Cependant, les frappes sur les installations industrielles iraniennes pendant la guerre, associées à l'imposition d'un blocus maritime, "rendent la facture du coût du blocus très lourde pour l'économie iranienne", selon ses dires.
Élargissement du choc énergétique
Il a précisé que le blocus américain sur les ports iraniens entraînera une forte augmentation des prix du pétrole, car les exportations d'Iran qui s'élevaient auparavant à environ un million et demi de barils par jour ont été stoppées, ces exportations se faisant par la flotte de l'ombre afin de contourner les sanctions, ou par des pétroliers chinois.
Il a souligné que cette pénurie de pétrole sur le marché mondial, qui souffre déjà d'une grande pénurie, contribuera à une hausse des prix, d'autant plus que les principaux producteurs de pétrole au Moyen-Orient ne peuvent actuellement pas augmenter leur production.
La fermeture du détroit d'Ormuz a conduit à une hausse des prix du pétrole de plus de 50 % par rapport à leurs niveaux avant le début de la guerre le 28 février dernier, tandis que le prix du gaz naturel en Europe a augmenté de plus de 60 %.
Le commissaire à l'énergie de l'Union européenne, Dan Jörgensen, a averti qu'il pourrait y avoir un choc énergétique à long terme, même si la guerre se termine rapidement, car le retour à la normale sur les marchés de l'énergie nécessitera du temps.
Jörgensen a appelé les États membres de l'Union européenne à prendre des mesures pour réduire la consommation d'énergie, notamment en travaillant à distance certains jours de la semaine et en encourageant l'utilisation des transports publics.
Aggravation de la crise de la dette publique
Jörgensen a également averti que la crise énergétique pourrait se transformer en crise financière si les États membres de l'Union européenne élargissaient les programmes d'aide pour soutenir les citoyens face à la hausse des prix du carburant, ce qui augmenterait le déficit des budgets publics.
Dans le même temps, le Fonds monétaire international a averti que la guerre pourrait aggraver la crise de la dette publique si les gouvernements sont contraints de soutenir leurs citoyens face à la hausse du coût de la vie par un endettement supplémentaire, ce qui entraînera une accumulation de dettes et d'intérêts.

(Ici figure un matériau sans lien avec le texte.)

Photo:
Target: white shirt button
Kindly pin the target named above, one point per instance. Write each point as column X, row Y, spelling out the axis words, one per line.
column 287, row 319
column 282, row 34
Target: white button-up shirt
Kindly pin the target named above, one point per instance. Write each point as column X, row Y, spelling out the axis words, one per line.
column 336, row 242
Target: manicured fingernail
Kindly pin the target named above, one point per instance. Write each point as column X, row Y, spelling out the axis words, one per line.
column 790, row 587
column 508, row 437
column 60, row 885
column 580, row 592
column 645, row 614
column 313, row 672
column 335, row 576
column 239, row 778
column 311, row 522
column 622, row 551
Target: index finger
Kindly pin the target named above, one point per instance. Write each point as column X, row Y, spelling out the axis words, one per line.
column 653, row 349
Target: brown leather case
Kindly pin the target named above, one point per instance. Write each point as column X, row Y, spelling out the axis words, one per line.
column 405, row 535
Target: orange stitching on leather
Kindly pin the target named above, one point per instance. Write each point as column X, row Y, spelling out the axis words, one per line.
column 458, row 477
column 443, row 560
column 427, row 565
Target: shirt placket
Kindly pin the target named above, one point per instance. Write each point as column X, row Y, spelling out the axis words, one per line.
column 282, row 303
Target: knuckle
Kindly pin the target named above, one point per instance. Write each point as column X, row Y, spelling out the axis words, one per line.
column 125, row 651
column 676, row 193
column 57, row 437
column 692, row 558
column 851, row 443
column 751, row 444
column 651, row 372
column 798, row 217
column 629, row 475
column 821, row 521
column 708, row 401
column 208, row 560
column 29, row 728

Le Fonds a déclaré dans son rapport, selon ce que a rapporté le journal britannique The Guardian, que la crise énergétique oblige les gouvernements à choisir entre protéger leurs populations de la hausse des prix et préserver la soutenabilité financière.
On s'attend à ce que l'augmentation du taux d'inflation, en raison de la hausse des coûts de transport et de production avec l'augmentation des prix de l'énergie, pousse la Banque centrale européenne et la Banque d'Angleterre à relever les taux d'intérêt.
La hausse des taux d'intérêt entraîne une augmentation du coût des obligations émises par les gouvernements pour financer le déficit des budgets publics, augmentant ainsi les dépenses publiques, tout en faisant aussi grimper le coût des prêts hypothécaires et personnels pour les particuliers.